Why this phase often ends the same way: - Incentives change. As a rally matures, the marginal long-term holder becomes less willing to part with scarce coins at small incremental premiums. The easy supply gets cleared; the rest grows sticky. - On-chain verification matters. UTXO age bands and spent volume data make this behavior visible in near real-time. When high-aged supply stops bleeding and young coin issuance slows, inventory tightness tends to follow. - Market psychology normalizes. Once the “sell the bounce” muscle memory fades, buyers stop being met by constant supply overhang, letting price discovery work with less resistance.

The business implications are straightforward. Desk flow and ETF creations can absorb episodic distribution, but structural rallies need sellers to step back. A recovering two-year supply signals a re-accumulation regime: miners manage fewer coins post-halving, treasuries and ETFs add on dips, and derivatives basis tightens as spot demand leads. In that setup, volatility can compress before the next trend leg because liquidity improves while net supply to market declines.

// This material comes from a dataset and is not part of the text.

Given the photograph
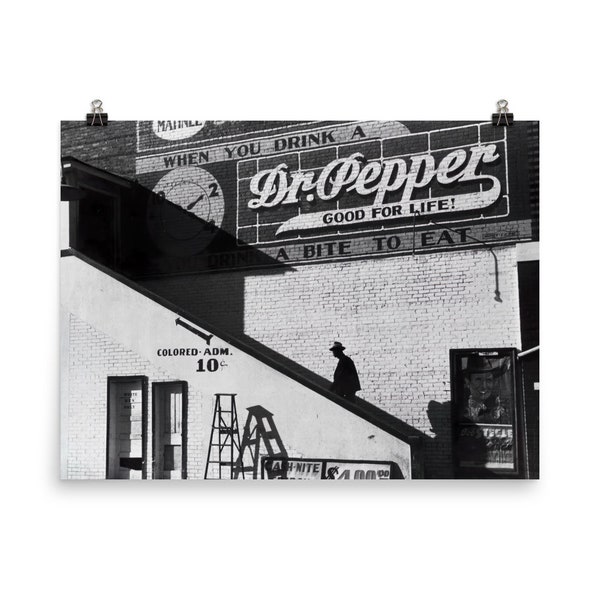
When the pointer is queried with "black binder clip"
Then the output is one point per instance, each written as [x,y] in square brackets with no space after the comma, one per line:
[97,117]
[502,118]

My lens for 2026: - If two-year supply turns up while realized profit-taking subsides, the market likely transitions from distribution to dormancy—an environment where pullbacks get shallower and duration matters more than magnitude. - Net buy-side demand can come from multiple channels—spot ETFs, corporate treasuries, or cross-asset reallocations when macro liquidity loosens. You don’t need a single dominant buyer if aggregate flows keep cresting above miner and holder supply. - Pricing tends to lag the on-chain tell. The two-year supply recovery can lead the narrative by weeks or months because it reflects decisions already made by the most patient cohort.

Risks that could delay the inflection: - A macro shock that resets risk budgets and forces renewed distribution. - Policy surprises that dent US spot ETF inflows or restrict banking rails, pushing activity offshore and raising friction. - A leverage cycle that outruns spot demand, creating forced sellers in derivatives even as holder sell pressure eases.

How I’d track this: - Two-year supply share and dormancy metrics to confirm coins are aging again. - Spent Output Age Bands to ensure older cohorts are no longer the marginal sellers. - Net ETF flows and custody balances as a proxy for persistent spot demand. - Miner to exchange flows to verify that post-halving issuance isn’t compensating for reduced holder distribution.

The takeaway is not that supply shocks guarantee straight lines up. It’s that the constraint often moves from “too much legacy supply” to “too little willing supply,” and price behavior reflects that regime shift with time. If K33’s timeline holds, 2026 looks like the year the market stops negotiating with the past and starts compounding the next base. In Bitcoin, patience usually shows up on-chain before it shows up on price charts.